Well, i am going to babble, so sorry if i doesn't seem to make sense.

"There is nothing wrong with change, if it is in the right direction"



The word "change" means to make the form of something different from once it once was; but most people do not like change. The "right direction" for some people may not be right in other people's opinions. From our discussion in class though, I saw that most people did not agree with the changes the Texas Board of Education wanted to make to what was being taught in US History classes-many did not believe that what the Board wanted was the "right direction." The Board of Education wanted to get rid or in a sense erase people from history books. One of those people is Anne Hutchinson, she was "exiled...for teaching religious views at odds with the officially sanctioned faith." Is she to not be written in history books because she did not agree with the "sanctioned faith" back then?. So because she did not agree she is to be erased; if this were to happen to everybody who did not agree with the "sanctioned faith" of the time, then the United States would never have come to be. Some of the original thirteen colonies were established by English settlers who wished to practice their own belief without discrimination. The United States started because of religious reasons, but that doesn't mean that religion, or Christianity, should be forced down kids or teenagers throats in school.
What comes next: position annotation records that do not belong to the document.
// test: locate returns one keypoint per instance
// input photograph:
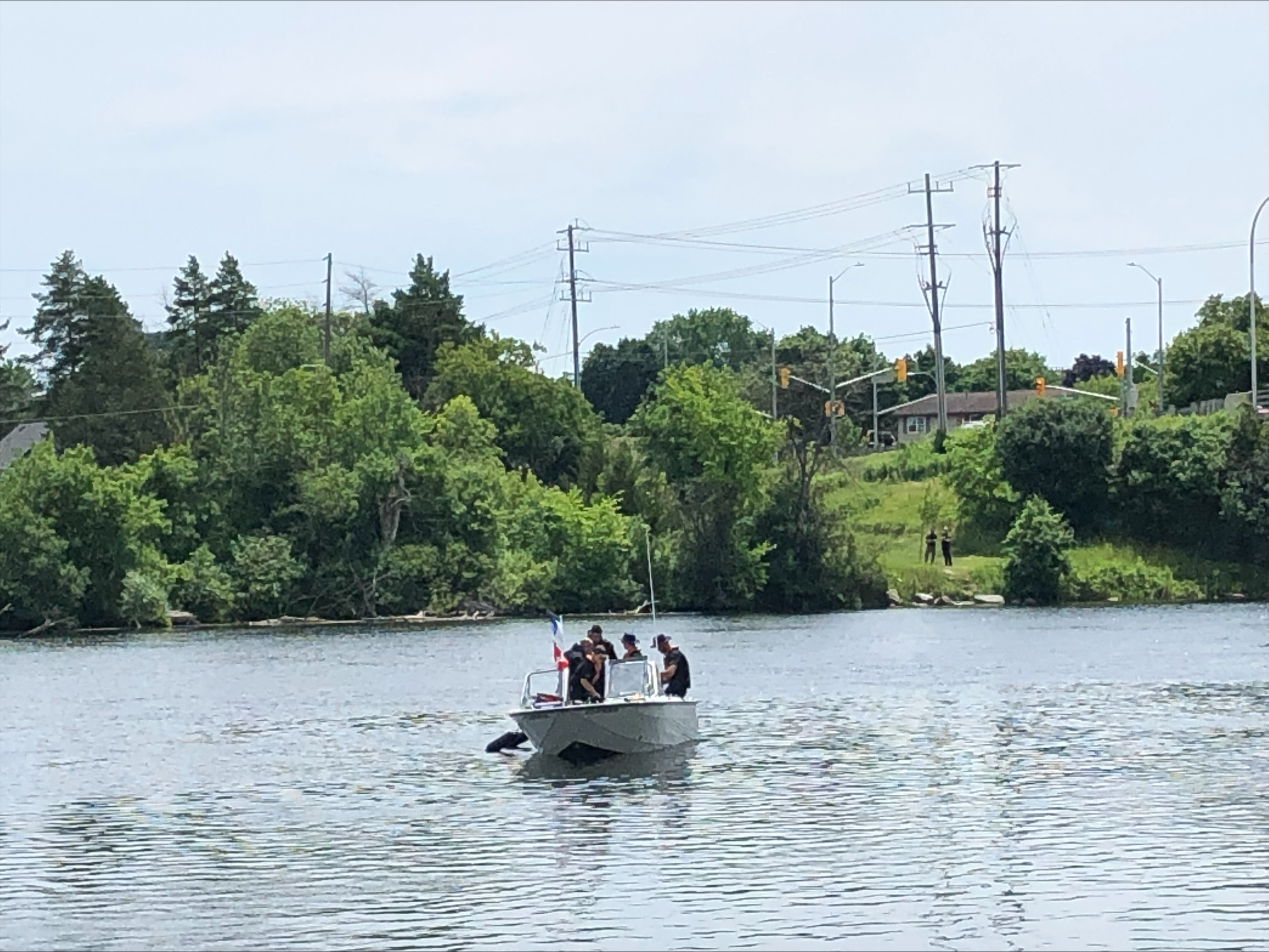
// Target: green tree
(1168, 478)
(986, 504)
(1036, 564)
(1088, 369)
(1061, 451)
(616, 378)
(714, 448)
(233, 304)
(89, 526)
(264, 571)
(17, 393)
(1022, 369)
(715, 336)
(813, 562)
(1211, 360)
(189, 334)
(1245, 485)
(85, 336)
(543, 424)
(419, 320)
History books should have nothing but facts, true, this may not always happen because everybody has a bias. Historians or people that are correctly qualified should write history books, reverends and politicians should not write history books; true there is a bias both ways, but one is not visible as the other. Everybody grows up a certain way, a different way than other people. We are taught certain things by our parents throughout our life, conscious or not. We grow up with the beliefs that our parents have and more often than not we will probably grow up to be exactly like our parents.

Back on the subject, when one groups beliefs become more powerful than what most people is right, what most people can not erased is the change they want a good thing? Should people or events in history be changed, altered, or even erased because of the "all-out moral and spiritual civil war for the soul of America, and the record of American history is right at the heart of it." Is America really in an all out spiritual war, and is changing the history and erasing important figures the right thing to do? There is nothing wrong with the current history books now, what is the need for this change, do people just want to get their religious foot in the door? In this situation, change is not good, why change something that has never let people down so far?